I woke up the next morning thinking about everything that I had learned from shadowing the photographer for the past month. I realized there was nothing to be scared about, because everybody had my back. All the counselors, all my campers, all my friends and all the directors were all rooting for me. They would do anything to help me get where I needed to be. I walked into my office, picked up my camera, and walked out. It was “go” time.
The next 11 days I did all that I knew: I snapped, snapped, and snapped away.
Every day, I had three deadlines, four hours apart. Breakfast, lunch, and dinner, another photo album went up on Facebook with my name on it. While parents were poring over photos of their children, and messaging us for more, I was out in the field documenting all the fun that was to be had by the 350 campers each session. I edited during breakfast, shot two periods, edited and posted the next period, spent lunch working on Instagram and Twitter, and then, after rest hour, the cycle began again.
This was my life and I was, weirdly enough, perfectly content with it.
I realized that I was capable of achieving things that I had thought were impossible. This was my chance to prove myself as an individual and as a photographer. I developed the confidence to walk to the middle of the basketball court during all-camp assembly to snap a picture of campers pouring water over a counselor because of a lost bet. I was capable of shooting all day and night until my fingers went numb. I could easily make deadlines that previously gave me anxiety.

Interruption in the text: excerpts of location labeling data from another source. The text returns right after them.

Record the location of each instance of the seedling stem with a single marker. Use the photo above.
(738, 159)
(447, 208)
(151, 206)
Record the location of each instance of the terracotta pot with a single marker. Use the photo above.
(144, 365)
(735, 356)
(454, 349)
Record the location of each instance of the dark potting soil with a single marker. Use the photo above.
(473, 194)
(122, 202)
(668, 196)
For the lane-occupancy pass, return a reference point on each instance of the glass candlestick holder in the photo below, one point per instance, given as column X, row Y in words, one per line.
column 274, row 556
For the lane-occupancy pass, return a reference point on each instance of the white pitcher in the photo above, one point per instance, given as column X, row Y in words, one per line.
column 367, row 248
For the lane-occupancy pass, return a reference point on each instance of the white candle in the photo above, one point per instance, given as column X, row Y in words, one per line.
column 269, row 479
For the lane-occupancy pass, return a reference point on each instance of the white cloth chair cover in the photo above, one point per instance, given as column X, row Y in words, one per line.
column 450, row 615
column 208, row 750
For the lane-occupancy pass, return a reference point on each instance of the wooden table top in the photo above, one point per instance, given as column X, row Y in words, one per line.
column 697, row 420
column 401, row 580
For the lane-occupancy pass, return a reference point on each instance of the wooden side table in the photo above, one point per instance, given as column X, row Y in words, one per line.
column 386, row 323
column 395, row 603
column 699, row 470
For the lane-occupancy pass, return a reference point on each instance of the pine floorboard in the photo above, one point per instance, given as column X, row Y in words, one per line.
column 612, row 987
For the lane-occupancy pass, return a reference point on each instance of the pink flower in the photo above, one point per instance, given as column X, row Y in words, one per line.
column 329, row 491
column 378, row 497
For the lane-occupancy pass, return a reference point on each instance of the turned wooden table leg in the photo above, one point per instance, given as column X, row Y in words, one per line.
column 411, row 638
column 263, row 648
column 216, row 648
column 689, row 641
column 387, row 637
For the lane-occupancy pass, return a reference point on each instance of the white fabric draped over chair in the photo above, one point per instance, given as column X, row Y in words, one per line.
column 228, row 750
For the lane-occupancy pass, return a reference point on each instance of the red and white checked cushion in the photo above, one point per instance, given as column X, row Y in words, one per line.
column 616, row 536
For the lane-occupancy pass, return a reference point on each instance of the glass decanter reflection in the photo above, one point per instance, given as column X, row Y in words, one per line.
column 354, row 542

In my six years at Camp Cody, from camper to Counselor-in-Training and then Junior Counselor, I have grown from a naive, shy girl to a strong, influential and confident counselor with problem-solving skills and a can-do attitude. Camp Cody’s supportive family helped me become the young woman I am today, and I am overjoyed to be joining them again in the Summer of 2015. Going back to school in the fall, I transitioned from being a member of the Yearbook editorial staff to becoming the head Editor and Photographer. I began producing all of the videos for student events and announcements, and I became a manager for both the Boys Varsity Soccer and Hockey teams, taking their game photos and films. My experience at Camp Cody gave me the confidence and perseverance to pursue my goals and overcome my fears of failing, while allowing me to make the often difficult transition from a life free of responsibilities. I started as an insecure, fun-loving camper, and became an adult, a trusted, competent counselor.